Racism charges kept Ceres man from council appointment. Now he’s running for the seat
John Osgood filed Tuesday to run for the Ceres City Council, nine months after his appointment to a vacancy was rescinded.
The council acted after complaints that Osgood had made racist and sexist comments, including repeatedly using the n-word on his podcast. Mike Kline later was appointed to the District 4 seat, representing southeast Ceres, but is not running in the Nov. 8 election.
Daniel Martinez was the only other District 4 candidate as of Tuesday. He is a city planning commissioner and also applied for the appointment last fall.
The filing deadline is 5 p.m. Wednesday, Aug. 17, for races where an incumbent is not running. It was Aug. 12 for other contests.
In an email Tuesday evening, The Modesto Bee asked Osgood to comment on his candidacy. He did not respond as of noon Wednesday.
Deadlock over appointment
Couper Condit was elected to the seat in November 2020 but resigned 10 months into his four-year term. The Nov. 9 meeting to appoint a successor came amid concerns raised about Osgood in The Bee and the Ceres Courier.
A motion to appoint Martinez failed 2-2, with Mayor Javier Lopez and Councilman Bret Silveira in favor and Linda Ryno and Jim Casey opposed.
Lopez then joined in the 3-1 vote for Osgood. The mayor acknowledged the concerns but said he wanted to avoid the cost of a special election and to move the council past its tendency for 2-2 votes.
Osgood had yet to be sworn in when Lopez proposed at the Nov. 29 meeting that the appointment be rescinded. The motion passed 4-0.

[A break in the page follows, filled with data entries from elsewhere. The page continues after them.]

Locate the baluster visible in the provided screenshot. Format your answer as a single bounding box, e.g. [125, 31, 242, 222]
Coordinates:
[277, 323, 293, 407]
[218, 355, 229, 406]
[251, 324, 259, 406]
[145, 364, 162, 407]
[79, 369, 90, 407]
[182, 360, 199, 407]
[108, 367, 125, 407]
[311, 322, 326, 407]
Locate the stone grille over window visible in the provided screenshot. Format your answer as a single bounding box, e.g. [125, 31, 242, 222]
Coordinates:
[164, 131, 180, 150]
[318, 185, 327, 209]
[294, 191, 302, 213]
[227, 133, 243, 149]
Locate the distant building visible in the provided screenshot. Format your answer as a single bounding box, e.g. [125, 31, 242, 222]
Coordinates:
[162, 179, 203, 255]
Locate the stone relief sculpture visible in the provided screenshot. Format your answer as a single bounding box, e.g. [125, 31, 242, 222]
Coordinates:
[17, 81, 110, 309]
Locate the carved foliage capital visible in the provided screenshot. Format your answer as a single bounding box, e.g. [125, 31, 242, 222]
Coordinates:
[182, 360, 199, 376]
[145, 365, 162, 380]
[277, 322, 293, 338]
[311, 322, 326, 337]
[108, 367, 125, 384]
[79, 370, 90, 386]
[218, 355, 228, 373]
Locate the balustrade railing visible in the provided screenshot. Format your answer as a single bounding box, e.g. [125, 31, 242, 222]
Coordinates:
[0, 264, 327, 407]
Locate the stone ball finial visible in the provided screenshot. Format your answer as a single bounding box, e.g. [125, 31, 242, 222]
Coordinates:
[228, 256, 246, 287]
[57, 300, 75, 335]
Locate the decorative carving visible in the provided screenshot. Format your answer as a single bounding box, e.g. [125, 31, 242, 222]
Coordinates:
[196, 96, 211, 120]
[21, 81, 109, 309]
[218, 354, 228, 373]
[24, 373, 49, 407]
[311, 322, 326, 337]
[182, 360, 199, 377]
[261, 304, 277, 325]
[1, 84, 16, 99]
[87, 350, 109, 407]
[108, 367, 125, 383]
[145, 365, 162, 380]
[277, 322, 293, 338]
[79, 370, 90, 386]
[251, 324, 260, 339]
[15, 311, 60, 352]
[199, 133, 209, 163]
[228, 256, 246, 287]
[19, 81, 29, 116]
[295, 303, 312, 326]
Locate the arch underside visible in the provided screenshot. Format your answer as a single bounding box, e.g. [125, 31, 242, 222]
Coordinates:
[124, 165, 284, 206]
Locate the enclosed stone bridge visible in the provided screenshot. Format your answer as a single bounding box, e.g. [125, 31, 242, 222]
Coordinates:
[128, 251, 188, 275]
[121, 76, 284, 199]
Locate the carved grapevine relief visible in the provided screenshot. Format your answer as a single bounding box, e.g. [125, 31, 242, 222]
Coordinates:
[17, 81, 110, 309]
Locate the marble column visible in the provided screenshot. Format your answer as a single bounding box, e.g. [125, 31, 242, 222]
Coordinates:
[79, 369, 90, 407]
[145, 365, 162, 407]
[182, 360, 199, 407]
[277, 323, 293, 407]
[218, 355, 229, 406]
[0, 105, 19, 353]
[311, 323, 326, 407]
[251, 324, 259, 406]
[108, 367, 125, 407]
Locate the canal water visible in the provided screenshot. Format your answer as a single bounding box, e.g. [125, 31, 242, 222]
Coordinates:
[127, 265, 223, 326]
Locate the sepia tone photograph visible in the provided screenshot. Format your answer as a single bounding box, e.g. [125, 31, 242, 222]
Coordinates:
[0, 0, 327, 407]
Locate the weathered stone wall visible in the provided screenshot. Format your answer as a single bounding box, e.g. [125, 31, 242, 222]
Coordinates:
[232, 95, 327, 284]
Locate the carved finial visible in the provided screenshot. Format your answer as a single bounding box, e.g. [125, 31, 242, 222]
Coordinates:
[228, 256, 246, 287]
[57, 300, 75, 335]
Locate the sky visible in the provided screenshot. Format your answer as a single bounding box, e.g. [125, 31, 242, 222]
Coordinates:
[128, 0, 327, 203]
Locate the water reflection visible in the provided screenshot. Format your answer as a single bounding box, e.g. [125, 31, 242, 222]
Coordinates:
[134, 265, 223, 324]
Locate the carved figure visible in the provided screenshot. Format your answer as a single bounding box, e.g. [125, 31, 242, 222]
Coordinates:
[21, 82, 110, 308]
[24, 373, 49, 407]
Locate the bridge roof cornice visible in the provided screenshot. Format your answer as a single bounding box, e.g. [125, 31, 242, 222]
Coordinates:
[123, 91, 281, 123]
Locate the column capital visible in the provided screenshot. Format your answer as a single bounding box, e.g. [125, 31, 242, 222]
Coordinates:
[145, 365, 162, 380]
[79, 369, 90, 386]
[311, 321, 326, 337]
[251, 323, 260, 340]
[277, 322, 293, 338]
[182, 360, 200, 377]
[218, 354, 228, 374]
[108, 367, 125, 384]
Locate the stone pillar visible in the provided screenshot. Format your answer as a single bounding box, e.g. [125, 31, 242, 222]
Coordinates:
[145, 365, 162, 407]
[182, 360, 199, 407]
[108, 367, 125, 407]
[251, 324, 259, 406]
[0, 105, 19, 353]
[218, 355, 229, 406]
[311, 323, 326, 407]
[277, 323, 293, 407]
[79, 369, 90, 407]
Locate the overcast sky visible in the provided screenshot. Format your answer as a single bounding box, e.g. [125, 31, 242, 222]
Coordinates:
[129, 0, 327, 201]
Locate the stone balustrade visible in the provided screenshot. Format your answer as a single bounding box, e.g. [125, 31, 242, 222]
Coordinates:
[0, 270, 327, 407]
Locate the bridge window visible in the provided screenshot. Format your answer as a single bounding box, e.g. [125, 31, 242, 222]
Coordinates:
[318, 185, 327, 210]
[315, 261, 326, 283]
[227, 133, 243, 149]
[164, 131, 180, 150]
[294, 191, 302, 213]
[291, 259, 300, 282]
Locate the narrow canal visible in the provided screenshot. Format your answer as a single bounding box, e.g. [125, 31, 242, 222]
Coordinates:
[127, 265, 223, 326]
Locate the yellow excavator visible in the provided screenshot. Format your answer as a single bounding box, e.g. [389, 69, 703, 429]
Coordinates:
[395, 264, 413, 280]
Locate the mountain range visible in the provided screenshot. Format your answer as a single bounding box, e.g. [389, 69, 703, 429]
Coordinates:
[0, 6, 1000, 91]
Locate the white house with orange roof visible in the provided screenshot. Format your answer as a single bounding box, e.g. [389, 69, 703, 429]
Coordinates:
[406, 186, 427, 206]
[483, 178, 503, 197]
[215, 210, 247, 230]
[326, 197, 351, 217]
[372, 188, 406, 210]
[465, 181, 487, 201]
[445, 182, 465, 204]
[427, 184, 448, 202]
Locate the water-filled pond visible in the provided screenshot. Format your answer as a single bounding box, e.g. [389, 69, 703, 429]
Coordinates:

Samuel White-Ephraim, a leader with the Modesto-Stanislaus NAACP, was among the people urging that Osgood not serve.
“The type of statements that he’s made toward females and toward people with a different pigmentation of skin than his goes to show the mental capacity of his mind,” White-Ephraim told The Bee after the second vote. “Racism is a sickness.”
‘I’m allowed to chastise’
Osgood, a truck driver, defended his demeanor in a Nov. 10 interview with The Bee: “As an ordinary citizen, I’m allowed to chastise. I’m allowed to use words they don’t prefer. I’m allowed to use volume they don’t prefer.”
The upcoming election will feature contests for two other seats on the Ceres council. Casey is running against Todd Underwood in District 1, the northwest part of town. The incumbent is seeking a full four-year term after winning a special election to fill a vacancy in August 2021.
Filing remains open in District 2, the southwest. Ryno resigned from the seat in April, nine months before the end of her term. The candidates so far are Rosalinda Vierra and Paula Redfern.